1 – Insomnia isn’t that common
Have you heard about how rare and unusual insomnia is? If you have, now’s the time to abandon this myth!
Not only does it make those who do suffer from the disorder feel isolated, it might discourage those who suspect that they are insomniacs from getting this diagnosis confirmed by a doctor – after all, if insomnia is so uncommon, it’s probably not what’s behind your sleepless nights, right?
However, if you are an insomniac, you can rest assured that you definitely are not alone. It’s estimated that around 30-50% of the US population is affected by insomnia1 and it’s thought that figures may be similar here in the UK! Suffice to say, most of you will experience insomnia at some point in your lives so no, the disorder isn’t all that rare at all!
2 – Only people with mood disorders like stress suffer from insomnia
This myth is perhaps easier to understand than most of the others on this list. Insomnia is considered to be a tell-tale symptom of psychological problems like depression2 and other mood disorders like stress and anxiety are frequently interlinked with the condition.
However, while mood disorders like stress can be linked to insomnia, it isn’t the only factor that can affect your chances of developing the sleep condition.
Everything from your medication, to your menstrual cycle, to your consumption of caffeine can affect your likelihood of developing the disorder! It’s thought to be one of the main reasons why insomnia is twice as common in women as opposed men - because women have more hormonal factors that can impact their sleep patterns, such as menopause!
3 – Insomnia is just temporary
As I mentioned earlier, most of you will experience insomnia and, for the majority, it will be a transient experience triggered either by stress or by another momentary factor like your medication.
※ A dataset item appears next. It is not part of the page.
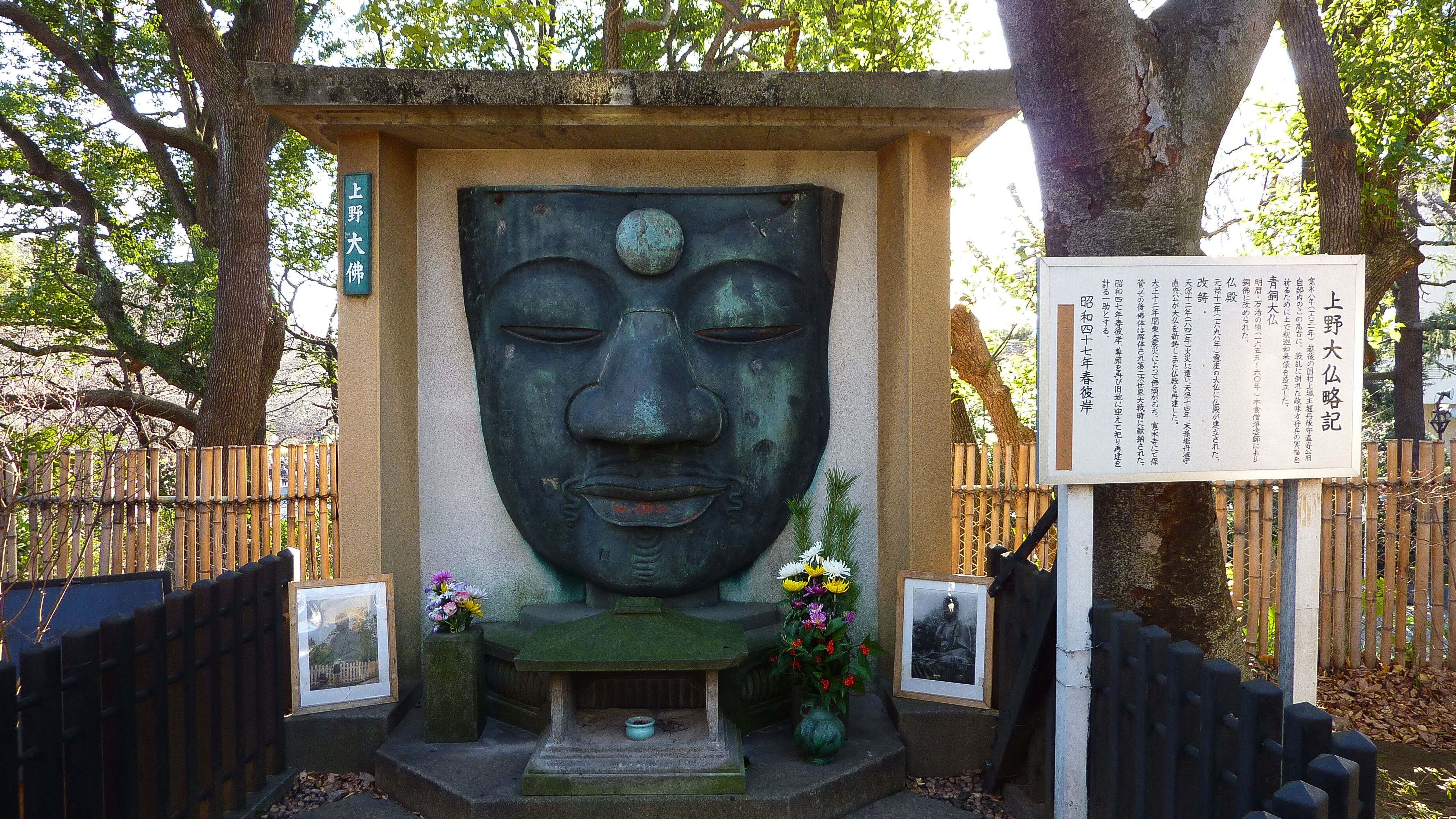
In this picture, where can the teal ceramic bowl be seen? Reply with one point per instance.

However, for some, insomnia can linger and in certain cases, become chronic.
Chronic insomnia is characterised as a ‘long-term pattern of difficulty sleeping’ and usually occurs if a sufferer has trouble falling asleep three times a week for three months or longer.3 It can cause a significant amount of stress and physical discomfort and will definitely require further treatment from a medical professional.
4 – You can just catch up on sleep later
Slept poorly through the week? It’s fine, apparently you can make up for all this sleep deprivation by simply having a lie in on Sunday. Except you can’t, sorry! As I explore in my blog, ‘Are your weekend lie-ins really helping you to catch up on sleep?’ having a lie-in until noon at the weekends can do more damage than good for your sleep patterns.
This is because it can cause what is known as ‘social jet lag’, worsening symptoms like fatigue and affecting your mood, making you more predisposed to stress. Not exactly good news if you’re already suffering from insomnia! Instead, try to keep a consistent bedtime routine and don’t alter your sleep behaviour too drastically at the weekends!
5 – Just take a nap during the day
If you suffer from insomnia, you’ve probably already been told by well-meaning friends and relatives to just take a quick nap during the day to catch up on sleep. However, while napping does have its benefits, it has to be done properly.
As I discuss in my blog, ‘Are naps good for you?’ short power naps of 20 minutes can positively impact your concentration and productivity but, if you’re napping for longer periods, you might fall into a deeper stage of sleep.
When you are inevitably awoken from this sleep phase, you will feel groggier and even more disorientated. Also, if you’re napping late in the afternoon it may interfere with your sleep routine at night, making it even harder for you to fall asleep!
6 – You need 8 hours of sleep each night
This is something that probably sticks in your head if you suffer from insomnia, particularly if you lie awake at night glaring at your alarm clock. The idea of getting your ‘8 hours a night’ has become deeply ingrained into our attitude towards sleep, however, this notion is changing, as I explore in my blog, ‘Do you really need 8 hours of sleep?’
Instead, most experts are now appreciating that sleep requirements can vary from individual to individual. One person might feel well rested after just 7 hours of sleep whilst someone else might need around 9 hours to get the same sense of refreshment. Generally, between 7-9 hours is considered to be the best estimation for how much sleep you should be getting.
7 – When you can’t get to sleep just count some sheep
One of the most frustrating things about suffering from insomnia can be the relentless tossing and turning, trying desperately to get to sleep. If you’re really struggling, you’ve probably considered getting up but then put the notion aside – after all, it’s probably just best to remain where you are.
This is where you might be going wrong. You see, after a period of tossing and turning, you’re going to start associating your bed less with sleep and more with the frustration you’ve been feeling for the past 20 minutes. Or, worse yet, if you’ve been distracting yourself with YouTube videos or Facebook, you may well start to associate your bed with social media rather than sleep!
So rather than counting sheep, I would recommend getting up and walking around. Now this doesn’t mean you should move to the living room to binge your favourite television programme on Netflix! Instead, don’t make this time too stimulating – just sitting in a darkened room might be enough to help or if you’re feeling stressed you could practice some deep breathing techniques.
Once you start to feel drowsy, move back to the bedroom – try to avoid falling asleep on your couch!